Growing up I always used to hear the saying “There are two ways to learn, the easy way and the hard way. When you learn the hard way, you’ll never forget”.
Two years ago, when I first moved to Sydney from Brisbane, I picked up an horrendous and debilitating lower back injury – bad enough to earn the nickname “Crab-man” because of the way I was walking.
When going through my rehab work (from the teachings of Dr.Stuart McGill) I began to get improvements (in terms of pain) pretty quickly.
If you have never had a serious lower back problem then it’s hard to empathise with the constant agony you are in. There is no escape. Standing, lying, sitting, kneeling – every position hurts after a few brief seconds of release.
You fear every cough, sneeze and anybody touching you.
The pain is the best motivator, you’ll do anything to escape its clutches, even if that means an hour of boring rehab exercises and mobility drills.
As the pain subsides though, its amazing how it easy it is to become lazy and start to take your level of movement for granted.
Where once you had a minute-by-minute reminder to do the rehab work, you start to feel good and start to put off those exercises until “tomorrow”
It’s human nature to take the most convenient or easy route – do my exercises today or stay sitting on my ass watching tv?
After a couple of weeks of diligent rehab work, I became lazy.
Thought to myself “ahh its okay, back feels good I don’t have to bother”.
The trouble is that recovering from an injury is not an “on/off” switch, where suddenly everything is “fixed”.

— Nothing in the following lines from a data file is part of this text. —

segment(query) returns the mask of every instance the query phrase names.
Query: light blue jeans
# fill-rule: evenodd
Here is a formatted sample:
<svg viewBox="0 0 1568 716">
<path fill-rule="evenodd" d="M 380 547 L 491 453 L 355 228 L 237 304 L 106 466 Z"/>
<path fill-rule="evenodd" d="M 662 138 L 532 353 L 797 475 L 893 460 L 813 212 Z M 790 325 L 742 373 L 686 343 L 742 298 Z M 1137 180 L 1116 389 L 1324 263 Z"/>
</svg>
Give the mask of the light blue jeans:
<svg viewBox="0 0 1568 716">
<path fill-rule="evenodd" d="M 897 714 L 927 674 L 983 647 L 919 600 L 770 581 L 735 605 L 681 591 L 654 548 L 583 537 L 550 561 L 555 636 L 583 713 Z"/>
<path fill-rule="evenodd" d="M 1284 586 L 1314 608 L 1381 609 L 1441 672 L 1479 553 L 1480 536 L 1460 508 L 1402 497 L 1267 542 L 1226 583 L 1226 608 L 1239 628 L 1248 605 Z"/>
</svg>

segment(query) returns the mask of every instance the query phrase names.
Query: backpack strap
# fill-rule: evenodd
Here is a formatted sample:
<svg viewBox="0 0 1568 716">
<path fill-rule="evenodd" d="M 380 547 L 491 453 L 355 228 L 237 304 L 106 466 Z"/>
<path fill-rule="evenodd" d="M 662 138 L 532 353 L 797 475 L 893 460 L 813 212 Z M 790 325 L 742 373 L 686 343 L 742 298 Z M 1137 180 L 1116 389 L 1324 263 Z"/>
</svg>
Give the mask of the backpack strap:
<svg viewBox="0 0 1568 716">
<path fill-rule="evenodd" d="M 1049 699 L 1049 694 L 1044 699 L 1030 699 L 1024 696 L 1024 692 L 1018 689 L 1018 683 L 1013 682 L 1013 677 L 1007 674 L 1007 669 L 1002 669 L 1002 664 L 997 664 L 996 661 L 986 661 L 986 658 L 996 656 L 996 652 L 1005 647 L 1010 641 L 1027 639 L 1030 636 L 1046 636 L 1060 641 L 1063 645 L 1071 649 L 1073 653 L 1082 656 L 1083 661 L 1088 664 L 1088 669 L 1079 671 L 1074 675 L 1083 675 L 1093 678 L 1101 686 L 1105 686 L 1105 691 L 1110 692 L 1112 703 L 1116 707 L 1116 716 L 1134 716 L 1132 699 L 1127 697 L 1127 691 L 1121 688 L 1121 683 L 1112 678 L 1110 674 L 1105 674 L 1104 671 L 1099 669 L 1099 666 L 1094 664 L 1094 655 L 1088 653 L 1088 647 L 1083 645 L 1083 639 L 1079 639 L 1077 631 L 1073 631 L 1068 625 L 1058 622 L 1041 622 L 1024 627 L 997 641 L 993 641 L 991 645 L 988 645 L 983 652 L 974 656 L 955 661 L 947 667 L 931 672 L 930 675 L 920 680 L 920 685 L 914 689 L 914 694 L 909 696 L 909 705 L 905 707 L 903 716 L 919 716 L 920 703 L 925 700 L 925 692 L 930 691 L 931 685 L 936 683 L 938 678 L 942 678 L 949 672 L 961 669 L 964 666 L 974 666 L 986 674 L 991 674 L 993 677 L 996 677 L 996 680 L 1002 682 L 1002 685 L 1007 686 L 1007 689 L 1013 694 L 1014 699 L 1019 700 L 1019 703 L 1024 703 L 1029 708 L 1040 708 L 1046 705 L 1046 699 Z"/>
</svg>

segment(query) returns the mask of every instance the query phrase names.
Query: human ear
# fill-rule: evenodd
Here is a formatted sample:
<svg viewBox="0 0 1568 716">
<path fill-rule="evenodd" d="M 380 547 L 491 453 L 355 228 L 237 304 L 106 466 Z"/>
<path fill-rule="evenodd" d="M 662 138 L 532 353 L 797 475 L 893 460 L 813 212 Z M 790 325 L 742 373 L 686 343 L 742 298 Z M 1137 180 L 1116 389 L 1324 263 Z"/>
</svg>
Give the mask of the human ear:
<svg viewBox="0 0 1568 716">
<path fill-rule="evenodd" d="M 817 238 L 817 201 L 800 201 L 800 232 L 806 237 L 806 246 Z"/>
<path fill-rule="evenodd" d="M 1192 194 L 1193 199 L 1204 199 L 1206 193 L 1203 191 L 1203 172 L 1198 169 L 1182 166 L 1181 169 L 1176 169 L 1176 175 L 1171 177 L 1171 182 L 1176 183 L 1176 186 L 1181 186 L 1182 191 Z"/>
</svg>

It is a scale. With life dominating pain at one end and carefree movement at the other.
I was fast sliding back down this scale due to my laziness and was bullshitting myself into how well my back was to justify being a lazy prick.
One day, during a cold winters morning at 5.45am, my beloved Honda motorbike would not start. (it’s an older style carb fed engine – at best you call them temperamental…). This cued a frantic 15 mins of trying to bump the little bastard down every hill I could find, but of course to roll down the hill you must first push it up there – all 150kg of it. In full motorcycle gear. With a backpack on.
I got it started, got to my morning client on time (just), but the damage had been done. With my back tight from my laziness, the dramas of the morning had been the straw that broke the camels back (pun intended).
So I relapsed back almost to the very start again.
I learnt the hard way, but I’ll never forget.
Re-hab is a lot like going through a diet or lifestyle make over.
Your current health and fitness are the result of the daily habits you chose to exercise.
Bad habits will ruin your health and slide you backwards.
Good habits will build your health and move you forward onto better things.
Perhaps that is the key to success in all areas of life? health, fitness, business and even family?
“We are what we repeatedly do. Excellence, then, is not an act, but a habit.”